F1: victorieux en Autriche, Russell refait (un peu) son retard sur Antonelli
Le pilote britannique de F1 George Russell (Mercedes) a remporté dimanche le Grand Prix d'Autriche, refaisant un peu son retard sur son jeune coéquipier et rival italien Kimi Antonelli, leader du Championnat du monde, qui finit troisième à une semaine du GP de Grande-Bretagne.
La surprise de cette huitième manche de la saison, au coeur des montagnes de la Styrie frappée par la canicule, est venue du Néerlandais Max Verstappen, deuxième de la course, son meilleur résultat cette année avec sa Red Bull.
Russell, un talentueux et ambitieux pilote de 28 ans qui brigue sa première couronne mondiale, n'avait pas gagné cette année depuis le premier Grand Prix, en mars en Australie.
L'avait supplanté son coéquipier Antonelli, 19 ans, qui a remporté cinq Grands Prix de suite (Chine, Japon, Canada, Miami, Monaco), mais qui avait abandonné sur panne à Barcelone il y a deux semaines et finit troisième en Autriche.
"C'est incroyable d'être de retour sur la plus haute marche", s'est exclamé Russell après la course dont il avait signé samedi la pole position, au nez de la Ferrari du Monégasque Charles Leclerc et de celle du septuple champion du monde britannique Lewis Hamilton.
En conférence de presse, Russell, qui avait gagné en Autriche l'an dernier, a reconnu que les "derniers mois avaient été durs avec quelques courses piégeuses" en allusion à son abandon sur panne au Canada et une 12e place à Monaco.
- "Des hauts et des bas" -
"J'ai énormément confiance en moi. Mais j'ai moins confiance dans le fait de pouvoir aligner toutes les étoiles avec la voiture et les pneus parce que j'ai connu des hauts et des bas", a-t-il confié.
Son patron, l'Autrichien Toto Wolff, qui a mené l'écurie Mercedes F1 au sommet et doit gérer la rivalité Russell-Antonelli, a félicité devant quelques journalistes le Britannique pour avoir été "rapide" tout le week-end et avoir "gardé son sang-froid".
Russell repasse deuxième au classement provisoire du Championnat du monde, mais encore 40 points derrière Antonelli.
Le natif de Bologne, qui aura 20 ans fin août et a encore un visage d'adolescent, s'en est voulu à plusieurs reprises devant la presse de n'avoir été que troisième dimanche.

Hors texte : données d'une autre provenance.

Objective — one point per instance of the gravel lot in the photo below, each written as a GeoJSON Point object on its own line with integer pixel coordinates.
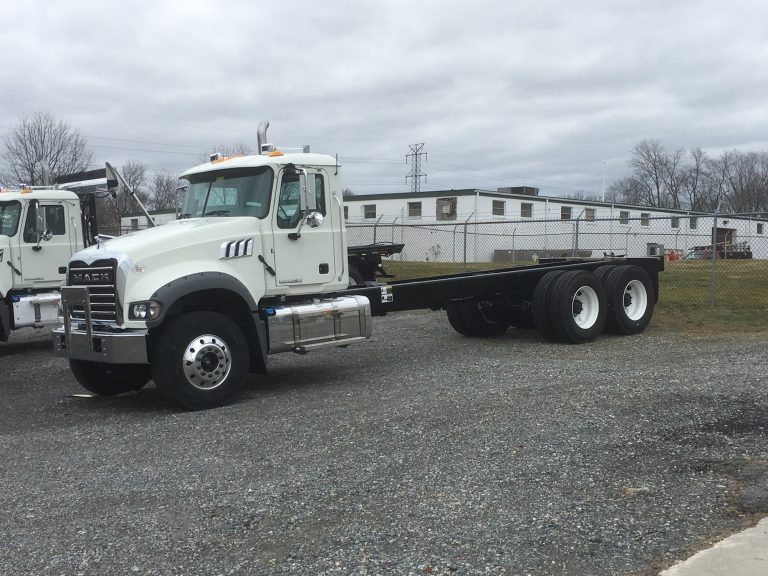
{"type": "Point", "coordinates": [419, 452]}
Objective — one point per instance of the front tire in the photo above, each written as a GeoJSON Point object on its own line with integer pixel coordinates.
{"type": "Point", "coordinates": [579, 307]}
{"type": "Point", "coordinates": [109, 379]}
{"type": "Point", "coordinates": [200, 360]}
{"type": "Point", "coordinates": [540, 307]}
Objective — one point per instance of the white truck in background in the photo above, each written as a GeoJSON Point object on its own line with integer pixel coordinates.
{"type": "Point", "coordinates": [40, 229]}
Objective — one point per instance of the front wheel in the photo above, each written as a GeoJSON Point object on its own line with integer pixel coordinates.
{"type": "Point", "coordinates": [631, 299]}
{"type": "Point", "coordinates": [200, 360]}
{"type": "Point", "coordinates": [109, 379]}
{"type": "Point", "coordinates": [579, 307]}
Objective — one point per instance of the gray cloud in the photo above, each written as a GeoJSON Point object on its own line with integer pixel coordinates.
{"type": "Point", "coordinates": [502, 93]}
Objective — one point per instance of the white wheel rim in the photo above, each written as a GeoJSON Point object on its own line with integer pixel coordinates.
{"type": "Point", "coordinates": [635, 300]}
{"type": "Point", "coordinates": [206, 362]}
{"type": "Point", "coordinates": [586, 307]}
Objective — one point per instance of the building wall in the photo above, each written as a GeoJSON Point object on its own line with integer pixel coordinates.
{"type": "Point", "coordinates": [474, 232]}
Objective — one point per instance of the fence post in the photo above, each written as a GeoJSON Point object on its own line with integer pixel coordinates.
{"type": "Point", "coordinates": [513, 244]}
{"type": "Point", "coordinates": [713, 278]}
{"type": "Point", "coordinates": [466, 223]}
{"type": "Point", "coordinates": [375, 226]}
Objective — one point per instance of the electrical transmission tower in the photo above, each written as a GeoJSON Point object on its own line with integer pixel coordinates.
{"type": "Point", "coordinates": [415, 154]}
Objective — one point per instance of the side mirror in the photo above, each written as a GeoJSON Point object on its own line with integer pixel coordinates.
{"type": "Point", "coordinates": [308, 200]}
{"type": "Point", "coordinates": [314, 219]}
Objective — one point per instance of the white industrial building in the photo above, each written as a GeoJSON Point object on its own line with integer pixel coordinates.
{"type": "Point", "coordinates": [514, 223]}
{"type": "Point", "coordinates": [518, 224]}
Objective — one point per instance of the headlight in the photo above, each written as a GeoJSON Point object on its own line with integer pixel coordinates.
{"type": "Point", "coordinates": [148, 310]}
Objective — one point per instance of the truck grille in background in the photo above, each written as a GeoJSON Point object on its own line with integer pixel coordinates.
{"type": "Point", "coordinates": [100, 278]}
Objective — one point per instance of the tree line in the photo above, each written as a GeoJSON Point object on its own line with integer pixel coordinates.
{"type": "Point", "coordinates": [735, 181]}
{"type": "Point", "coordinates": [41, 147]}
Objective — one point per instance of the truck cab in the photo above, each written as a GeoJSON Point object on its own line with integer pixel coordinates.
{"type": "Point", "coordinates": [255, 265]}
{"type": "Point", "coordinates": [39, 232]}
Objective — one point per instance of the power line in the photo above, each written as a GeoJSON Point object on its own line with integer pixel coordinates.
{"type": "Point", "coordinates": [417, 151]}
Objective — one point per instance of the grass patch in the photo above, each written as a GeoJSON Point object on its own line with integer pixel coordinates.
{"type": "Point", "coordinates": [741, 297]}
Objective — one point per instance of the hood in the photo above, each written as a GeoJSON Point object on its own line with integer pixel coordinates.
{"type": "Point", "coordinates": [180, 239]}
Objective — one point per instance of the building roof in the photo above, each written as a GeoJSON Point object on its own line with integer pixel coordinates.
{"type": "Point", "coordinates": [505, 195]}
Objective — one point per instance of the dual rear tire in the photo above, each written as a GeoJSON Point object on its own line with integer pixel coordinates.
{"type": "Point", "coordinates": [569, 306]}
{"type": "Point", "coordinates": [576, 306]}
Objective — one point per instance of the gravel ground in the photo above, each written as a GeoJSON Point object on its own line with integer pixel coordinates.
{"type": "Point", "coordinates": [418, 452]}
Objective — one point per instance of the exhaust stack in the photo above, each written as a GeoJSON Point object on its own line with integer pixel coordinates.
{"type": "Point", "coordinates": [261, 135]}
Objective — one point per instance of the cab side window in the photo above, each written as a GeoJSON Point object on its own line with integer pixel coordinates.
{"type": "Point", "coordinates": [289, 205]}
{"type": "Point", "coordinates": [52, 217]}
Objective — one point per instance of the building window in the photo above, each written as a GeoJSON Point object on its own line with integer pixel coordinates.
{"type": "Point", "coordinates": [446, 208]}
{"type": "Point", "coordinates": [623, 217]}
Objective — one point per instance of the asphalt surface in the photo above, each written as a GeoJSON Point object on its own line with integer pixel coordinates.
{"type": "Point", "coordinates": [418, 452]}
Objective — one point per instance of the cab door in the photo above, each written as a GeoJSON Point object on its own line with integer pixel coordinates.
{"type": "Point", "coordinates": [43, 262]}
{"type": "Point", "coordinates": [304, 256]}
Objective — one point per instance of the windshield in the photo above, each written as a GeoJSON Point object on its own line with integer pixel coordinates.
{"type": "Point", "coordinates": [9, 218]}
{"type": "Point", "coordinates": [236, 192]}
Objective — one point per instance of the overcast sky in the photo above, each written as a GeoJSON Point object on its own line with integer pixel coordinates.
{"type": "Point", "coordinates": [542, 93]}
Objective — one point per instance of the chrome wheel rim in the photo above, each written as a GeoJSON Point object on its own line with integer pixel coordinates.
{"type": "Point", "coordinates": [635, 300]}
{"type": "Point", "coordinates": [207, 362]}
{"type": "Point", "coordinates": [585, 306]}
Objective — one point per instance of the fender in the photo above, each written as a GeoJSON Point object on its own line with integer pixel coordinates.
{"type": "Point", "coordinates": [5, 322]}
{"type": "Point", "coordinates": [168, 294]}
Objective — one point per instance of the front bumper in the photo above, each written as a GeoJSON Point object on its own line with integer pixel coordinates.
{"type": "Point", "coordinates": [126, 347]}
{"type": "Point", "coordinates": [79, 339]}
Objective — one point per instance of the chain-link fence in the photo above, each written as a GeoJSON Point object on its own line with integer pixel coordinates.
{"type": "Point", "coordinates": [718, 258]}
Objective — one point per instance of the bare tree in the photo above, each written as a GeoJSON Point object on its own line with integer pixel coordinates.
{"type": "Point", "coordinates": [648, 167]}
{"type": "Point", "coordinates": [696, 181]}
{"type": "Point", "coordinates": [626, 191]}
{"type": "Point", "coordinates": [43, 138]}
{"type": "Point", "coordinates": [164, 190]}
{"type": "Point", "coordinates": [673, 175]}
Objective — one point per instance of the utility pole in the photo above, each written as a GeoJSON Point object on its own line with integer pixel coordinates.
{"type": "Point", "coordinates": [415, 154]}
{"type": "Point", "coordinates": [603, 180]}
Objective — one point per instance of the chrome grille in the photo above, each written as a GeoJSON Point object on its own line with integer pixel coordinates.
{"type": "Point", "coordinates": [99, 277]}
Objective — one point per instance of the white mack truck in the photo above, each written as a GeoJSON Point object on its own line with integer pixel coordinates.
{"type": "Point", "coordinates": [40, 229]}
{"type": "Point", "coordinates": [257, 265]}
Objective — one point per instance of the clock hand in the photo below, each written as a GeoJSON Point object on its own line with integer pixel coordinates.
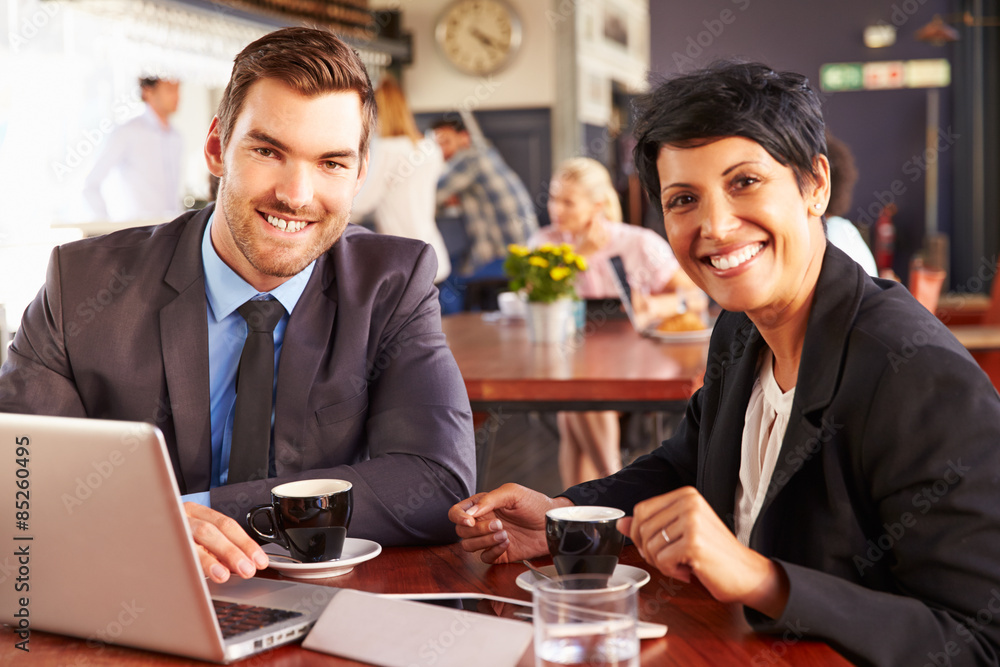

"J'étais un peu trop enthousiaste dans les premiers tours et n'ai pas bien conduit, j'ai fait trop de fautes", a-t-il reconnu aux côtés de son aîné Russell qui a loué ses "performances spectaculaires".
Entre les deux, Verstappen, 28 ans et quadruple champion du monde (2021-2024), a aussi retrouvé le sourire.
"C'est la première fois (de la saison) que je me bats pour la victoire", a lâché l'homme réputé pour son franc-parler et qui connaît une année 2026 difficile.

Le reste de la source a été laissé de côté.